Emergenza Sanità, i lavoratori
manifestano davanti agli ospedali

Immediata la replica dell'assessore Antonello Liori
di Grazia Sini
Ospedale Santissima Annunziata (foto: SassariNotizie.com)
Ospedale Santissima Annunziata (foto: SassariNotizie.com)
SASSARI. Tagli alla Sanità, Regione che detta regole ma non dà le direttive per poterle applicare, mancanza di residenze idonee alla lunga degenza. I sindacati della Funzione pubblica lanciano pesanti accuse contro la Regione e sono pronti a scendere in piazza. Parte domani la mobilitazione di Cgil, Cisl e Uil Funzione Pubblica contro i provvedimenti della giunta regionale per la sanità e riabilitazione. Saranno infatti organizzati per tutta la mattina sit-in e gazebo davanti agli ospedali di tutta la Sardegna. A Sassari saranno davanti al palazzo rosa del Santissima Annunziata. Sindacati e operatori sanitari spiegheranno a tutti gli interessati le ragioni della loro protesta e distribuiranno volantini e materiale informativo.

Alla base della protesta ci sono i tagli alle risorse per i finanziamenti del servizo sanitario, che, secondo i sindacati, ora sono inferiori al fabbisogno del 2009. Tagli che, sempre secondo i sindacati, coinvolgono sia le strutture pubbliche sia quelle convenzionate. Nella nota dei tre sindacati si legge che «se è comprensibile il taglio dei posti letto, per adeguarli a standard nazionali, ed evitare i ricoveri impropri che incidono pesantemente sulla spesa sanitaria regionale, manca totalmente un’indicazione chiara su quali interventi fare in alternativa per dare risposte ai bisogni di salute dei cittadini». Il punto su cui si basa la protesta è proprio questo: «Siamo tutti d'accordo che in certe Asl ci sono posti letto in più e che bisogna tagliare- spiega Giovanna Zirattu, segretaria della Cisl FP Sassari - ma la Regione deve dirci dove. Invece no, dall'assessorato dettano regole generali, ma poi non c'è niente di concreto per portare avanti la cosa. Se è vero che da qualche parte la spesa si può e si deve tagliare, è anche vero che in altri casi bisogna investire. A Sassari abbiamo due alte specializzazioni ospedaliere, Neurochirurgia e Cardichirurgia. Per loro è necessario che la Regione trovi i soldi. Sono centri di eccellenza, con personale qualificato, ma se non vengono messi in condizione di operare è la fine. Per queste specializzazioni serve un ammodernamento tecnologico: non è possibile che chi deve fare una TAC sia mandato a Tempio, Lanusei, Nuoro o Cagliari. Noi rivendichiamo alternative».

Se domani la protesta coinvolgerà tutta la Sanità, per il 21 è invece in programma una manifestazione a Cagliari che porrà l'accento sulle strutture riabilitative sarde che oggi si sentono fortemente a rischio.
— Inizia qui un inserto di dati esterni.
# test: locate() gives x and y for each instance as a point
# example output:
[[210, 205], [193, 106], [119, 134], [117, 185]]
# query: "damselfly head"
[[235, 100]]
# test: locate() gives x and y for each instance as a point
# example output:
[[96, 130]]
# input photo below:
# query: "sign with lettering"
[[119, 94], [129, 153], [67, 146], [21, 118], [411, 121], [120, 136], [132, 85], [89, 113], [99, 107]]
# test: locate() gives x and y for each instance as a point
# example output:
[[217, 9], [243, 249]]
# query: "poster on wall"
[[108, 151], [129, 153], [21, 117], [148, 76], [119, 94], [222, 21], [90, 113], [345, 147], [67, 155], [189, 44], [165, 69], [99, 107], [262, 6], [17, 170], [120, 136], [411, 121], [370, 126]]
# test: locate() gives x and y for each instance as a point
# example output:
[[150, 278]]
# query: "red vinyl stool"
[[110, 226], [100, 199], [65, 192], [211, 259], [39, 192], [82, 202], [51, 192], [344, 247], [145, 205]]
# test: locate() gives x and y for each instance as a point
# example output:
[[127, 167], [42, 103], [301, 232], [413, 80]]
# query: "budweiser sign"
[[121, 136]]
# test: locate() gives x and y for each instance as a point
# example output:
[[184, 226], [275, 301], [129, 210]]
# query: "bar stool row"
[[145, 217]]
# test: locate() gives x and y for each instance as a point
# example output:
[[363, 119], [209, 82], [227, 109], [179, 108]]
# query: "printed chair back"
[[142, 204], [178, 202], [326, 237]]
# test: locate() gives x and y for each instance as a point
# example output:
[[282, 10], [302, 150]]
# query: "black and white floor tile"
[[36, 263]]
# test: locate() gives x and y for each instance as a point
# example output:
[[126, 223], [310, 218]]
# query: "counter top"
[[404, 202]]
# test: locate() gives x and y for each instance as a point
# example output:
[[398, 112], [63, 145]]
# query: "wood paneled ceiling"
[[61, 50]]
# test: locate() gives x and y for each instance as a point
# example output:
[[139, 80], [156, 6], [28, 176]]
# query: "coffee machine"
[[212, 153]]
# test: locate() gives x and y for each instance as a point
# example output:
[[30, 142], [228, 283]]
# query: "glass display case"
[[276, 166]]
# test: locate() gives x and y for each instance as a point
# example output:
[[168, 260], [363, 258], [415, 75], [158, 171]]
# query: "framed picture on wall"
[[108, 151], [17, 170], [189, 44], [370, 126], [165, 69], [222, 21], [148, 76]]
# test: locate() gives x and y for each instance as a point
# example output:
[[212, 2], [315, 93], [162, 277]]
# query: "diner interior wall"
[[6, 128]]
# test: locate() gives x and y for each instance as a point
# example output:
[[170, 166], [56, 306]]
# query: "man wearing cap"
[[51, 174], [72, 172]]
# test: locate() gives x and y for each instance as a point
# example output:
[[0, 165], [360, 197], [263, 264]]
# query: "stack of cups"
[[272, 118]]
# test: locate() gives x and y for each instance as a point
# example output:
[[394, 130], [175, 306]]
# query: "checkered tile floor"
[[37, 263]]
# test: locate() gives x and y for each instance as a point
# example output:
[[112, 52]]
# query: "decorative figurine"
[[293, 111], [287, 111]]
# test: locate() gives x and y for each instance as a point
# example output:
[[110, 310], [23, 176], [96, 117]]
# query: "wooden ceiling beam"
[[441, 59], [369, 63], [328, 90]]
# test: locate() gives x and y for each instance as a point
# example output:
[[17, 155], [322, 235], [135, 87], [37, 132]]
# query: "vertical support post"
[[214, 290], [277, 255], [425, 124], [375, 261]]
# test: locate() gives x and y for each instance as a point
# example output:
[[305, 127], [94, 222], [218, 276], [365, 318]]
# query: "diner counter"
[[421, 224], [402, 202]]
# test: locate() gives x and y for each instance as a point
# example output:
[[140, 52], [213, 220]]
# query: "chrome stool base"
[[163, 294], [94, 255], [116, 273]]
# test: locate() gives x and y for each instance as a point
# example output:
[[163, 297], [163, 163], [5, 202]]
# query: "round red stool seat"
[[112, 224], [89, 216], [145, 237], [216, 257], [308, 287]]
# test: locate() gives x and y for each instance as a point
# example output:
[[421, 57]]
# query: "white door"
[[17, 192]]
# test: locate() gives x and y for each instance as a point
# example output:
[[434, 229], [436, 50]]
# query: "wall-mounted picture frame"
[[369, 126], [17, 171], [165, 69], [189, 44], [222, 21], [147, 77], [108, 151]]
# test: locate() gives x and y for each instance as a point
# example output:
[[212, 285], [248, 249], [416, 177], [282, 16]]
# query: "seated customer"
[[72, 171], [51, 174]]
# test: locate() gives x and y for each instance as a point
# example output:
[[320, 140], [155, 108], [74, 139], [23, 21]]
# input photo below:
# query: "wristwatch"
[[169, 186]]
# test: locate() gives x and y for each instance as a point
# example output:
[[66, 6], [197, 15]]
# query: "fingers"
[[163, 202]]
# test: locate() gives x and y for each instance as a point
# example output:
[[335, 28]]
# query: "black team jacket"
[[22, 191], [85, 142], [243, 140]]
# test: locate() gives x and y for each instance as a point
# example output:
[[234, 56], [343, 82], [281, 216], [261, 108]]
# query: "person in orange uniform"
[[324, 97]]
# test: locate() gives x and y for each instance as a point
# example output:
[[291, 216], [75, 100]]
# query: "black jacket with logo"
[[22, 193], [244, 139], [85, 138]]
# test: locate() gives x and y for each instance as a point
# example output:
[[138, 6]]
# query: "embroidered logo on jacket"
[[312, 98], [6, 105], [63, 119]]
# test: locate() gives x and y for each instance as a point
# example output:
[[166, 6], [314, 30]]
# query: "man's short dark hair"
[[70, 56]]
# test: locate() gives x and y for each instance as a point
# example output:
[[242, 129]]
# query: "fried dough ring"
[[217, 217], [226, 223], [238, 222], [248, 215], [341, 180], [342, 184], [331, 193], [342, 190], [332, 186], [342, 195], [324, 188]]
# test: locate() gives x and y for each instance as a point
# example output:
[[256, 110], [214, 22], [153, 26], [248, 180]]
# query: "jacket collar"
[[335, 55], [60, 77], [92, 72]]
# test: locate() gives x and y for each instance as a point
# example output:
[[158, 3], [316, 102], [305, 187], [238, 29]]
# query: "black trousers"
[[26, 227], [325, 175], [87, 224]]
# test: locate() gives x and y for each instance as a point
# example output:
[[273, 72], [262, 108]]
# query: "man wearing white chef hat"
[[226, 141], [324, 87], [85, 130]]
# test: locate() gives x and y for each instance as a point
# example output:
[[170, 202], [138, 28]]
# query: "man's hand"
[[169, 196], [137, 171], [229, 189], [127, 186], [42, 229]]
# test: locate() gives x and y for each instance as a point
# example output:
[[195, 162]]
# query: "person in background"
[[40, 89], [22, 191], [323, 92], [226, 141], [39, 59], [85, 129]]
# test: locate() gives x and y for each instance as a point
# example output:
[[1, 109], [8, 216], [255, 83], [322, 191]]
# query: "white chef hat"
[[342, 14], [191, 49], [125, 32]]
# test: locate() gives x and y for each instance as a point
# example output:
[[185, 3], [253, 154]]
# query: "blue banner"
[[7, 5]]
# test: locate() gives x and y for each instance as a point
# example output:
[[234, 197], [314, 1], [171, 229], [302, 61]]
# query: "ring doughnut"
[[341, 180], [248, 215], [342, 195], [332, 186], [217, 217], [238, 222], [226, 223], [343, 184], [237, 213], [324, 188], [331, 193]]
Il 21 davanti all'assessorato alla Sanità ci saranno anche i rappresentanti del "San Giovanni Battista" di Ploaghe. «Dobbiamo chiedere spiegazioni all'assessore Liori che emana atti (il riferimento è al Patto del buon governo 2010, n.d.r.), ma poi non decide nulla di concreto» spiega Antonio Monni, rappresentante sindacale della CISL FP di Sassari.

Dopo il sit-in di domani, dunque, sono già previsti altri appuntamenti: il 21 giugno per i settori riabilitazione, fondazioni e socio sanitario assistenziale e una generale il 30 giugno a Cagliari che coinvolgerà tutto il comparto sanitario regionale.

La replica dell'assessore Liori. «Non mi risulta che nel settore della riabilitazione sia in atto una ristrutturazione pesante che ridimensiona i servizi» ha detto l’assessore regionale della Sanità, Antonello Liori, commentando la campagna di mobilitazione "Sanità in piazza" promossa da Cgil, Cisl e Uil. «Bensì, è il sistema attuato da alcune strutture private che sta collassando, con una gestione al di sopra delle possibilità, ed un indebitamento che trova responsabilità esclusivamente nella gestione dei Centri. L’attenzione è massima e non mancherà l’impegno, sopratutto per la salvaguardia dell’assistenza ai malati e dei posti di lavoro, ma qualcuno si dovrà pur assumere la responsabilità di una gestione allegra. Quanto ai ‘tetti di spesa’, i Sindacati fanno finta di non sapere che sono imposti dal Ministero e non possono essere oltrepassati per alcun motivo. Perciò, un eventuale ritocco delle tariffe comporterebbe una diminuzione del numero delle prestazioni».